With the increasing demands on future wireless systems, new design objectives become eminent. Low-density parity-check codes together with belief propagation (BP) decoding have outstanding performance for large block lengths. Yet, for future wireless systems, good decoding performance for short block lengths is mandatory, a regime in which BP decoding typically shows a significant gap to maximum likelihood decoding. Automorphism ensemble decoding (AED) is known to reduce this gap effectively and, in addition, enables an easy trade-off between latency, throughput, and complexity. Recently, generalized AED (GAED) was proposed to increase the set of feasible automorphisms suitable for ensemble decoding. By construction, GAED requires a preprocessing step within its constituent paths that results in information loss and potentially limits the gains of GAED. In this work, we show that the preprocessing step can be merged with the Tanner graph of BP decoding, thereby improving the performance of the constituent paths. Finally, we show that the improvement of the individual paths also enhances the overall performance of the ensemble.

Figures (7)

• Figure 1: Block diagram of GAED introduced by mandelbaum2023generalized in which $K$ different automorphisms with transformation matrices ${\bm{T}_\ell }$ are used. We assume that each path performs BP decoding based on the PCM $\bm{H}$.
• Figure 2: Graphical illustration of the transformation of the conventional path from GAED in (a) via the merged Tanner graph in (b) to the pruned Tanner graph in (c).

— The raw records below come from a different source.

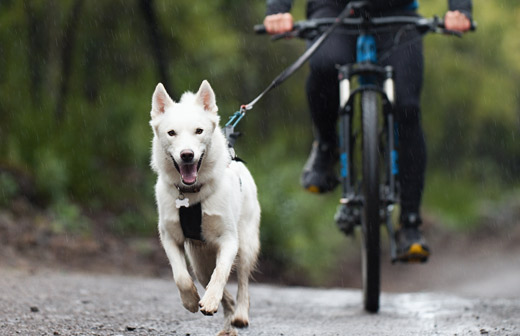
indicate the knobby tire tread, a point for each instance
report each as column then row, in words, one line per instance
column 371, row 259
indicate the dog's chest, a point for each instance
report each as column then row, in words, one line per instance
column 191, row 221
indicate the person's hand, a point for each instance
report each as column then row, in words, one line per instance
column 278, row 23
column 455, row 20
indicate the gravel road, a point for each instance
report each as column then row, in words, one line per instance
column 48, row 302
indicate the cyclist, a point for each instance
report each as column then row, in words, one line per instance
column 322, row 91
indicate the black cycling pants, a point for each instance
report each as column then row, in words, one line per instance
column 407, row 61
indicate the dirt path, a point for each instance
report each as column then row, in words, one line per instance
column 58, row 303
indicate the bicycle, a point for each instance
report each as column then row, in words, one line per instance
column 369, row 194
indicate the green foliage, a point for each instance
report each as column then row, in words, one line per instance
column 8, row 188
column 94, row 154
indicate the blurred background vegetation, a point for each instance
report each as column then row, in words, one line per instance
column 77, row 76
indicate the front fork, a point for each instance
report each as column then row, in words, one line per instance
column 350, row 198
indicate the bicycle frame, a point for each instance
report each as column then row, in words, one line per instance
column 370, row 75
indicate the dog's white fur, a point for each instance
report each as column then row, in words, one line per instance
column 228, row 194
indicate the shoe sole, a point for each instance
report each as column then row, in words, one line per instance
column 415, row 254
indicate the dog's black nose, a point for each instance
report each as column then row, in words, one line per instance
column 187, row 155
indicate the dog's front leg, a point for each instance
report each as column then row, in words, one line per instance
column 175, row 252
column 227, row 251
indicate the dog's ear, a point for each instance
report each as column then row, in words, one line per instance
column 206, row 97
column 160, row 101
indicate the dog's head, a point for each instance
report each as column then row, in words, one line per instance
column 184, row 129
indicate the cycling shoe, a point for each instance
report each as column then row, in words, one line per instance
column 319, row 175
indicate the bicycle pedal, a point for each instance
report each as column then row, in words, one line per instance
column 415, row 254
column 313, row 189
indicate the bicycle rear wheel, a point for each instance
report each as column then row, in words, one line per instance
column 371, row 255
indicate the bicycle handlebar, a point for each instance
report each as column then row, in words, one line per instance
column 311, row 28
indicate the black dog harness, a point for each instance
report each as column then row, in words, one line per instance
column 191, row 221
column 191, row 216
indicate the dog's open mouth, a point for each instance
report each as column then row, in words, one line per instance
column 189, row 171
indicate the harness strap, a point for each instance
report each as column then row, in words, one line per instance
column 191, row 221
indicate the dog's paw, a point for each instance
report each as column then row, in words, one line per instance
column 209, row 304
column 240, row 322
column 228, row 332
column 190, row 299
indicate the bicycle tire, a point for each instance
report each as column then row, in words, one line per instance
column 371, row 255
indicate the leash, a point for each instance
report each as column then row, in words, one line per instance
column 229, row 128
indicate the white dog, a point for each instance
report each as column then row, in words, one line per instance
column 207, row 204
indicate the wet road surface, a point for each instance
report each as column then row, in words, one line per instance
column 58, row 303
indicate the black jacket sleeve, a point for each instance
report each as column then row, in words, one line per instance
column 463, row 6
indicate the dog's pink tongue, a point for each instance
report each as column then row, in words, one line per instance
column 189, row 173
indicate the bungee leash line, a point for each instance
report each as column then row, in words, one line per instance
column 234, row 119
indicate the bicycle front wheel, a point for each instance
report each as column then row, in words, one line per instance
column 371, row 254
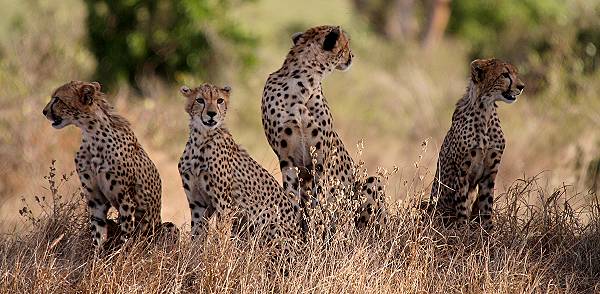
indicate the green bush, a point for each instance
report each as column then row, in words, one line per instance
column 135, row 38
column 540, row 36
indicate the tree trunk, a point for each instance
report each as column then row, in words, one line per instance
column 439, row 15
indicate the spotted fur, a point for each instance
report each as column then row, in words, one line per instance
column 297, row 119
column 113, row 168
column 470, row 155
column 219, row 177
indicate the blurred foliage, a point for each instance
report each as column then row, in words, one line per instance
column 540, row 36
column 133, row 39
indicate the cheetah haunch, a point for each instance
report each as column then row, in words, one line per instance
column 472, row 149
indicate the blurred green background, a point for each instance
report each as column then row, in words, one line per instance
column 411, row 67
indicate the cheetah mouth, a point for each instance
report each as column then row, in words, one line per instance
column 56, row 122
column 210, row 123
column 509, row 97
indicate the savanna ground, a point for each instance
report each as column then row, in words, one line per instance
column 398, row 100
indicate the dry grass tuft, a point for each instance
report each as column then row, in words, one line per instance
column 543, row 245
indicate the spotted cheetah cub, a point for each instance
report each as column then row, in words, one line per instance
column 472, row 149
column 220, row 177
column 113, row 168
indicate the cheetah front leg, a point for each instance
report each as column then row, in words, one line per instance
column 98, row 205
column 201, row 210
column 297, row 161
column 482, row 207
column 127, row 220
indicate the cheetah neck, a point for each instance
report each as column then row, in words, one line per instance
column 199, row 135
column 473, row 104
column 295, row 67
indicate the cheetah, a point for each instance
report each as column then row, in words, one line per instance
column 112, row 167
column 219, row 177
column 472, row 149
column 299, row 128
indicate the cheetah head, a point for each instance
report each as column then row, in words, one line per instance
column 328, row 45
column 496, row 80
column 207, row 104
column 72, row 103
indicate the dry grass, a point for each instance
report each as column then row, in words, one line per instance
column 546, row 239
column 545, row 246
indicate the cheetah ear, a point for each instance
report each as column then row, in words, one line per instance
column 97, row 86
column 185, row 90
column 477, row 72
column 296, row 37
column 87, row 93
column 331, row 39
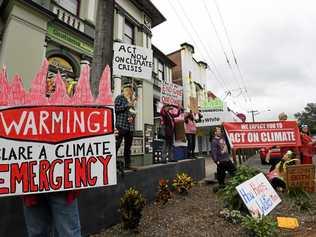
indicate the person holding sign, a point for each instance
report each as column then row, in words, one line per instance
column 221, row 157
column 307, row 148
column 277, row 176
column 190, row 131
column 125, row 122
column 168, row 122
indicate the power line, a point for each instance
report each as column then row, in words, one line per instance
column 215, row 71
column 232, row 49
column 221, row 82
column 207, row 51
column 221, row 44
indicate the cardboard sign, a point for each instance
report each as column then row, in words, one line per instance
column 171, row 94
column 56, row 143
column 132, row 61
column 301, row 176
column 263, row 134
column 179, row 131
column 194, row 105
column 287, row 222
column 258, row 195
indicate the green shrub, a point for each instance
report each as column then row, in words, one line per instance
column 264, row 226
column 229, row 194
column 164, row 194
column 182, row 183
column 300, row 199
column 232, row 216
column 131, row 206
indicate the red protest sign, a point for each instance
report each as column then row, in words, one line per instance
column 56, row 143
column 55, row 124
column 263, row 134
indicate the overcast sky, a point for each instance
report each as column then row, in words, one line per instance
column 275, row 44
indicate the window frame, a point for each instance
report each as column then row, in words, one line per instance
column 67, row 10
column 128, row 23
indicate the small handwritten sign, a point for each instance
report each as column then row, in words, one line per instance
column 301, row 176
column 258, row 195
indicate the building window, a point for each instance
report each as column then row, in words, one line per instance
column 67, row 71
column 129, row 35
column 70, row 5
column 161, row 72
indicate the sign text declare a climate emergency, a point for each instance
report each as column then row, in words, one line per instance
column 262, row 133
column 44, row 149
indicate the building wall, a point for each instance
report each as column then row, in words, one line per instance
column 23, row 43
column 192, row 72
column 176, row 70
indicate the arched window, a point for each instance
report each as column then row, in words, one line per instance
column 67, row 71
column 70, row 5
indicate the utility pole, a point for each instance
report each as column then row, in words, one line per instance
column 103, row 42
column 253, row 113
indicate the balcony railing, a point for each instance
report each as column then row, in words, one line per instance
column 68, row 18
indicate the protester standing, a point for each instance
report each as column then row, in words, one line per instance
column 307, row 148
column 50, row 213
column 125, row 122
column 168, row 123
column 220, row 155
column 190, row 133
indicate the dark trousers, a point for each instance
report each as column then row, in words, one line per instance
column 273, row 162
column 191, row 144
column 127, row 135
column 222, row 167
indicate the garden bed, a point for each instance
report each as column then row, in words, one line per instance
column 198, row 215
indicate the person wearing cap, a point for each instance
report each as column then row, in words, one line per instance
column 168, row 123
column 277, row 176
column 125, row 122
column 221, row 157
column 307, row 148
column 190, row 131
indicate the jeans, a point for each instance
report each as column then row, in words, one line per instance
column 273, row 162
column 167, row 152
column 53, row 217
column 222, row 167
column 128, row 140
column 191, row 144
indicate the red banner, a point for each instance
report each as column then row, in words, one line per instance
column 263, row 134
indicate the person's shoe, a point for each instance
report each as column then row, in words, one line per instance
column 173, row 160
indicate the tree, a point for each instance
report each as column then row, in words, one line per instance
column 103, row 42
column 308, row 117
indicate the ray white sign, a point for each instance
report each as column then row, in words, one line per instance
column 132, row 61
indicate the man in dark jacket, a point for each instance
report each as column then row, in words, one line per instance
column 167, row 120
column 221, row 157
column 125, row 122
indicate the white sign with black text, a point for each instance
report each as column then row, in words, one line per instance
column 132, row 61
column 258, row 195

• Figure 3: A path of iGAED using the pruned matrix $\bm{H}_{\text{iGAED,p}}$. The embedding maps the channel output to an extended LLR vector of dimension $2n$ by appending zeros.
• Figure 4: Performance of different decoders for code $\mathcal{C}_2(32,16)$ from mandelbaum2023generalized. Additionally, the stand-alone performance of the auxiliary paths of GAED--$3$--BP--$30$ and iGAED--$3$--BP--$30$ are depicted, respectively.
• Figure 5: Performance of different decoders for code $\mathcal{C}_3(63,45)$ from mandelbaum2023generalized. Additionally, the stand-alone performance of the auxiliary paths of GAED--$3$--BP--$30$ and iGAED--$3$--BP--$30$ are depicted, respectively.